200+ volts but I think they run off an inverter,,, reasonably certain they are variable speed. 'Looked at one a while back, then decided to use a Danfoss variable speed unit, instead.


----------



## bipole (Sep 8, 2009)

grayballs said:


> ..... then decided to use a Danfoss variable speed unit, instead.



Oooh, please divulge more info.


----------



## grayballs (Aug 27, 2008)

bipole said:


> Oooh, please divulge more info.


 
http://www.rparts.com/Catalog/Major_Components/compressors/Danfoss/danfoss.asp

Try this,,,, 'Brushless DC' with available, compatible controls. The're small units for an average auto AC but, I guess it depends on what you need. It doesn't look like you're cooling 6-passenger space.
My intent is to cool the controllers, air to the motors and de-humidify the cabin.


----------



## bipole (Sep 8, 2009)

Those are neat, thanks Grey, i bookmarked the site.

My A/C package that was an option for the kit has all the controls to run the system with a belt driven, clutch actuated compressor. I was thinking of using that clutch signal wired to a simple 12v solenoid or relay to switch on/off the compressor. The evap unit has a orifice tube to meter the refrigerant to the evaporator and a pressure switch on the high side to cycle the pump. Start up current shouldn't be too much since the hi/low sides equalize when off.

I was given a 120 vac window unit the other day, was thinking about running the pump off an inverter but it's an r-22 unit, not sure if it would be compatible with r-134.

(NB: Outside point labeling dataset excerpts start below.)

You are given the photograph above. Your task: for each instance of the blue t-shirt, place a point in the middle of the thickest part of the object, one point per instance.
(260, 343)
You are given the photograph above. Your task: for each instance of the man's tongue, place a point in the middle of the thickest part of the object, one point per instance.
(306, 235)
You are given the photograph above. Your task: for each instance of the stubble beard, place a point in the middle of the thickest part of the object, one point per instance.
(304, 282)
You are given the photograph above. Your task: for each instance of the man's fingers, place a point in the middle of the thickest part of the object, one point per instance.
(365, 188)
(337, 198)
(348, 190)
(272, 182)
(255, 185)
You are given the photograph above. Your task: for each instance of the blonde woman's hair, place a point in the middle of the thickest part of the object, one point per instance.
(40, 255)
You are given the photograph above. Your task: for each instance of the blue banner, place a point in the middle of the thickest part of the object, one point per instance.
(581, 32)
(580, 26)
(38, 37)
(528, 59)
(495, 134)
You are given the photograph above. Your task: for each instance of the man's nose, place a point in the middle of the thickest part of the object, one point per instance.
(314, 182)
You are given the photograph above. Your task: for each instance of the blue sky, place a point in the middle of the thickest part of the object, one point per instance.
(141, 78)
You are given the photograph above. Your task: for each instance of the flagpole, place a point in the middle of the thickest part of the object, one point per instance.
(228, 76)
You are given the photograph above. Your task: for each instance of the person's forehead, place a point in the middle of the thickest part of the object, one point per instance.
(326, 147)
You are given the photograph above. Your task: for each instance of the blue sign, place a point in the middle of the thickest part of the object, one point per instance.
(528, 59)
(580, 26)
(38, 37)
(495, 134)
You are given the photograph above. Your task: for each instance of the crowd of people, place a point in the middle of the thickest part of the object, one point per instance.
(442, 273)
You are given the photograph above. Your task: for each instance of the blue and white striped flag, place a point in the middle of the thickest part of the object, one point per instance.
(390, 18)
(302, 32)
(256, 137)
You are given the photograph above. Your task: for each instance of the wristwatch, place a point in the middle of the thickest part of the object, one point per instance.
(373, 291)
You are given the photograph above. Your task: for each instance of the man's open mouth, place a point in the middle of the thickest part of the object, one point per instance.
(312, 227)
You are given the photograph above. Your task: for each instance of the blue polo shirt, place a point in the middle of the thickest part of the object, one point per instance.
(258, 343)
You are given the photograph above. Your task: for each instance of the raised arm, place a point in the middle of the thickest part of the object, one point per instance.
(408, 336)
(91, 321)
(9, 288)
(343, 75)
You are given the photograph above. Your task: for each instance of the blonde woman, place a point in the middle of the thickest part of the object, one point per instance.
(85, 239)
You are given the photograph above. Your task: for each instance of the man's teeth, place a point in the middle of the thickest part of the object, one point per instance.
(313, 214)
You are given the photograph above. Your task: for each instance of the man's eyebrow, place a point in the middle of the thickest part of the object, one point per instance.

The real elegant solution would be to set up the system to be able to act as a heat pump as well. I think the COP is somewhere around 5 in the heating mode. That would be getting fancy though, I like simple.


----------



## grayballs (Aug 27, 2008)

bipole said:


> I was given a 120 vac window unit the other day, was thinking about running the pump off an inverter but it's an r-22 unit, not sure if it would be compatible with r-134.
> 
> The real elegant solution would be to set up the system to be able to act as a heat pump as well. I think the COP is somewhere around 5 in the heating mode. That would be getting fancy though, I like simple.


One can still buy R-22,,, the R-134 is used to change out the old R-12 units.
That heat pump idea is about where I'm headed. Living in the Northwest, I find the need for heat outweighs the cabin cooling needs. I have no wild dreams that the controllers and motors will provide enough heat for the cab, but that, along with de-humidifier coils will allow me to defrost the windows. Possibly heated seats,also?


----------